Za każdym razem, kiedy pojawiają się informacje o zbliżającej się premierze kolejnego filmu z Jamesem Bondem, fani zastanawiają się, jakie tym razem auta wystąpią na planie. W „No Time To Die”, czyli najnowszej odsłonie przygód agenta 007, zadebiutuje najmocniejszy Land Rover Defender w historii.
Wykończenie wersji Bond Edition nawiązuje do auta pojawiającego się w „No Time To Die”. Samochód ma więc 22-calowe czarne błyszczące obręcze kół Luna Gloss Black oraz jaskrawoniebieskie zaciski przednich tarcz hamulcowych. Z tyłu znalazła się tabliczka z napisem „Defender 007”, emblemat 007 jest też wyświetlany na ziemi obok przednich drzwi. Ponadto po włączeniu systemu multimedialnego na wyświetlaczu w środkowej konsoli pojawia się bondowska animacja.
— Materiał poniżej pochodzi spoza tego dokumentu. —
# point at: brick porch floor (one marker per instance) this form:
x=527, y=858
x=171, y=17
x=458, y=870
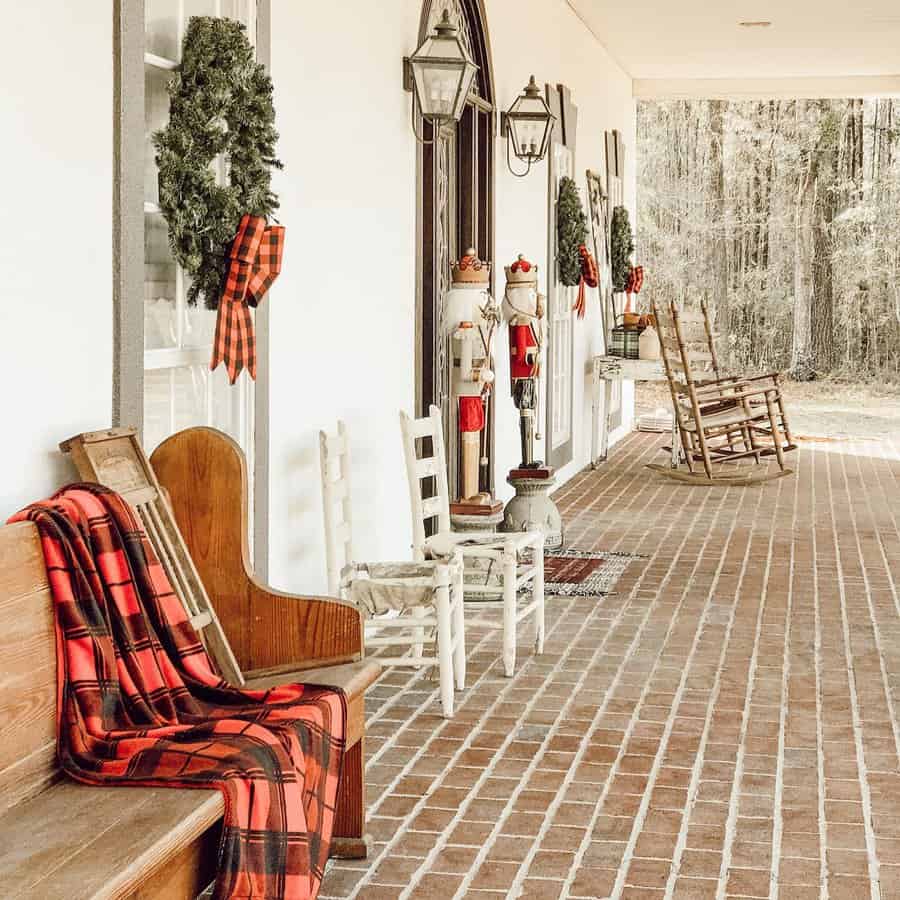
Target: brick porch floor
x=725, y=725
Bond Edition bazuje na najmocniejszym seryjnym Defenderze w historii. Samochód otrzymał 5-litrowy silnik V8 ze sprężarką mechaniczną. Jednostka rozwija 525 KM i 625 Nm. Przyspieszenie od 0 do 100 km/h wynosi 5,2 s.
Odmiana Bond Edition będzie dostępna w dwóch wersjach nadwoziowych: 90 i 110. Łącznie powstanie tylko 300 sztuk tego auta, przy czym na rynek brytyjski przeznaczono 15 samochodów.
„No Time To Die” to już 25. film o Jamesie Bondzie i piąty, w którym rolę agenta 007 gra Daniel Craig. Obraz trafi do polskich kin w październiku 2021 r. Na planie pojawią się także Range Rover Sport SVR oraz dwa klasyczne samochody: Range Rover pierwszej generacji (1970-1995) i Land Rover Series III (1971-1984).
Land Rover pierwszy raz w filmie o Bondzie wystąpił aż 38 lat temu.